OpenAI Gym
OpenAI Gym is an open source Python library providing environment for reinforcement learning algorithm. It will gradually transfer to Gymnasium library, I will try the Gymnasium in the future.
I first use Gym in my final project for the course, intelligent control.
bipedal-walker normal and hardcore
In the course’s final project, we implement PPO and FORK respectively to pass the normal and hardcore environment.

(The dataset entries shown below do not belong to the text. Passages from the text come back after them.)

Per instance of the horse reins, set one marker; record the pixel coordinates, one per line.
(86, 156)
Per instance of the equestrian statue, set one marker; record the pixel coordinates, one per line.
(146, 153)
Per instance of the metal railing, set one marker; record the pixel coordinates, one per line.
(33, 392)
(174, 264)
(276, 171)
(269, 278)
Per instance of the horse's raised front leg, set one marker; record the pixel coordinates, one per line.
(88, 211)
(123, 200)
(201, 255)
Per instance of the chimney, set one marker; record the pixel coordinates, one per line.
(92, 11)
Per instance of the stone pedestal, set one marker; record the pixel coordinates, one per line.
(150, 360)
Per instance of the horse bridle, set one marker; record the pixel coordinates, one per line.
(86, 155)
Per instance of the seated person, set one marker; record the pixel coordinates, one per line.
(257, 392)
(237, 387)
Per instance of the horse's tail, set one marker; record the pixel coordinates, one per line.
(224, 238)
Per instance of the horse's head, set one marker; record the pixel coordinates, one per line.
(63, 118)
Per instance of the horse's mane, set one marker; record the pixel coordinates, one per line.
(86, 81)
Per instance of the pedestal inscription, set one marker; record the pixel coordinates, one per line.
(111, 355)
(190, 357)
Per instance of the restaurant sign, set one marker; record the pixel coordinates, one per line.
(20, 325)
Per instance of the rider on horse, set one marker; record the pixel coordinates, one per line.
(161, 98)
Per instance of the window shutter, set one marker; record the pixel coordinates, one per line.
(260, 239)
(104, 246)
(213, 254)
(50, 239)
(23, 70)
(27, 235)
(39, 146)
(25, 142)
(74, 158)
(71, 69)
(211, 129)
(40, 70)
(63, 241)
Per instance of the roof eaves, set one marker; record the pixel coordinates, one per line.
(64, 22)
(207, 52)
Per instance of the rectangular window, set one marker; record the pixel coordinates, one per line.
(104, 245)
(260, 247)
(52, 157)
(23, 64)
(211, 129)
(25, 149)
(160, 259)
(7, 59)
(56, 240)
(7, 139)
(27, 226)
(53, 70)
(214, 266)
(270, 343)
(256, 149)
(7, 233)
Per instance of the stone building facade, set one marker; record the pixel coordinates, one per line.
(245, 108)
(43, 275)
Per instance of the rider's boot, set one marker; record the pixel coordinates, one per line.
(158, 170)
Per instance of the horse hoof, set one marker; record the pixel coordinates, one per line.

We also present our work to the class.
Later, as side projects, I followed the tutorial to implement DQN (Deep Reinforcement Learning) and DDPG (Deep Deterministic Policy Gradient) in different environment using Stable Baseline3.
Stable Baseline3 is a set of reliable implementations of reinforcement learning algorithms in PyTorch. To support Gym version >= 0.26, you will need the pull request here.
highway-fast-v0
The first task is on a highway environment, the car needs to avoid crashing into other cars by switching to different lanes smoothly.
If we let the car idle, it will crash.
After using DQN training for 50000 steps, the best model success rate is 0.84 out of 25 tests.
The learning curve and the evaluation result.
PandaReach-v2
The second task is the localization of a Panda robot arm. Hindsight Experience Replay Buffer is added to help the robot learn sparse reward better.
Let’s first move the arm using intuition.
After using DDPG training for 300000 steps, the final success rate is 0.97 out of 30 tests.
There are still vibration after reaching the goal, future work would focus on imposing speed limit or combine traditional control to improve the performance and increase safety.